The process I envision is, take drum sounds, do a very high-resolution short-time FFT, throw away phase and resynthesize. The “throwing away phase” is probably most important here. Actually, resynthesis would go beyond just throwing away phase and taking inverse FFT’s – one can just use a bunch of sine oscillators (I’m guessing 4096, 8192, 16384…) centered at FFT bins, start all with zero phase and vary their amplitudes according to the magnitude spectrum. Don’t even worry about overlapping windows, inverse FFT’s, or anything that would attempt to reconstruct the original signal. Certainly don’t worry about computational efficiency.
The extremely high frequency resolution and hence low time resolution of the FFT has two effects: 1) masks transients (an old “acousmatic” effect from Pierre Schaeffer), so it’s not immediately obvious that the source material is drum samples; 2) creates a tension between the extreme high-fidelity of the analysis and the emphasis of artifacts in resynthesis.
As well, and critically, there is a fundamental tension between both effects that grounds the entirety of Lazar’s approach.
Ordinarily in acousmatic treatments, according to Schaeffer;s basic idea, the “organic” nature of recorded sound brings forth a hospitable sound-world in which the listener can feel at home. This world is revealed once the event-origins of the original materials have been obscured. In other words, the listener is no longer distracted by recognizing drums, violins, trains, scrap metal and so on, and can become fully immersed in the pure abstract qualities of these sounds, qualities that are strangely inviting and familiar.

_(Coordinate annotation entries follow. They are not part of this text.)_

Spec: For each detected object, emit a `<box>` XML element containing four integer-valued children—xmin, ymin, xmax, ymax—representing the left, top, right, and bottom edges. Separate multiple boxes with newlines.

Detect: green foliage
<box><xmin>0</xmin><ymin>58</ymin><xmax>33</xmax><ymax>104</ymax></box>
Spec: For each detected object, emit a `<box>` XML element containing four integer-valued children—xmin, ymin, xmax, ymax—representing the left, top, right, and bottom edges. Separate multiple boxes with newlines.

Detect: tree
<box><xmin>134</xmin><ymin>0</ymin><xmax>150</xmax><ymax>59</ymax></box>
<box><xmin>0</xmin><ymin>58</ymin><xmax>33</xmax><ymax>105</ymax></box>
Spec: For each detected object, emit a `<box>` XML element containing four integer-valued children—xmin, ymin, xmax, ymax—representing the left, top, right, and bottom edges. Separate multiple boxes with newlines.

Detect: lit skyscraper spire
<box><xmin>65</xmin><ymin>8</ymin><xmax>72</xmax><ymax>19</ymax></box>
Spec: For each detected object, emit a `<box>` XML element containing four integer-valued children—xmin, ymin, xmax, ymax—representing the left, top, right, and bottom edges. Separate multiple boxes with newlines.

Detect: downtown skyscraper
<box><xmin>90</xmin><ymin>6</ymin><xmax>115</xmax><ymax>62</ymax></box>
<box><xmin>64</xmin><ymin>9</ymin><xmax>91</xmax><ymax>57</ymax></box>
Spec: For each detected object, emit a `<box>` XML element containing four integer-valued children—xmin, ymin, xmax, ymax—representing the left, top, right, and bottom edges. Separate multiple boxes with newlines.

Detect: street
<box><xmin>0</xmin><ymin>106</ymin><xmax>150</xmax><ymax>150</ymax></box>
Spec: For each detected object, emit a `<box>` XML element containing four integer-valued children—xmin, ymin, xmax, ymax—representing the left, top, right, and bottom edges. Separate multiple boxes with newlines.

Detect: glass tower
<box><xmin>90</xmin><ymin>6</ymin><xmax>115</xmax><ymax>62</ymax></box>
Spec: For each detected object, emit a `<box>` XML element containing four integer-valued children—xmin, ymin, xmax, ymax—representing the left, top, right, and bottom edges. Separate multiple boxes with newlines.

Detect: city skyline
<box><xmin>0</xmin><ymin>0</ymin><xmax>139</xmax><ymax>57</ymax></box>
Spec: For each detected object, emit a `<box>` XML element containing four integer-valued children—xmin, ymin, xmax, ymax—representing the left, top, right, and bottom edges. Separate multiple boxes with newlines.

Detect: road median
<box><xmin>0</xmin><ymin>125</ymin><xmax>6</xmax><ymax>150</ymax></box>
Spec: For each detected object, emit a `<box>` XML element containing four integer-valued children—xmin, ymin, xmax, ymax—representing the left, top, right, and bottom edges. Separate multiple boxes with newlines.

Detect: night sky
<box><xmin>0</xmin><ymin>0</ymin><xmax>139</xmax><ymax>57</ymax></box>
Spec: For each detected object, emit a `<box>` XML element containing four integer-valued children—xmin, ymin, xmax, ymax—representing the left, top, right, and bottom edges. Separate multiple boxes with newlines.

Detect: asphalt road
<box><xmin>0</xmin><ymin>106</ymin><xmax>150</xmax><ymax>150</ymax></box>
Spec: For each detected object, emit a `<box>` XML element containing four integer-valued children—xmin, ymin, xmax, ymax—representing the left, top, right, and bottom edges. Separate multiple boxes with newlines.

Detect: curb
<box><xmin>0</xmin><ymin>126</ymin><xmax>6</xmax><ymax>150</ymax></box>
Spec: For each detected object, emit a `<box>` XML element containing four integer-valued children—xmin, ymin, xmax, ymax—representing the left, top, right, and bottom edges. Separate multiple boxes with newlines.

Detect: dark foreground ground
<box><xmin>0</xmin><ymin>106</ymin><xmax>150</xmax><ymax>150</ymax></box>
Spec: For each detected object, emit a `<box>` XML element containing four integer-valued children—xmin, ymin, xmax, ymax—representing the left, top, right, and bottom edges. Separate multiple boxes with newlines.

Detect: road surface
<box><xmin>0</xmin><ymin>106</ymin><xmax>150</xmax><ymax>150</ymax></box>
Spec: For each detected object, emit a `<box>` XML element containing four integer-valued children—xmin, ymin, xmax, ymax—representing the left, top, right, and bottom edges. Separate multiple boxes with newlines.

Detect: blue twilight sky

Critically though, the “uncanny” aspect of effect #2, an aspect that through the extreme high-fidelity analysis also masks its own origins, refuses the listener precisely this immersion and familiarity.
Instead of a world inviting and familiar, Lazar’s “negative acousmatic” brings forth a void, a non-world, something no less alluring (like a black hole) but in the end completely hostile to human presence.
It is as if the “uncanniness” of the uncanny valley were distilled, acousmatically severed from its origins in simulation, becoming pure and free-floating.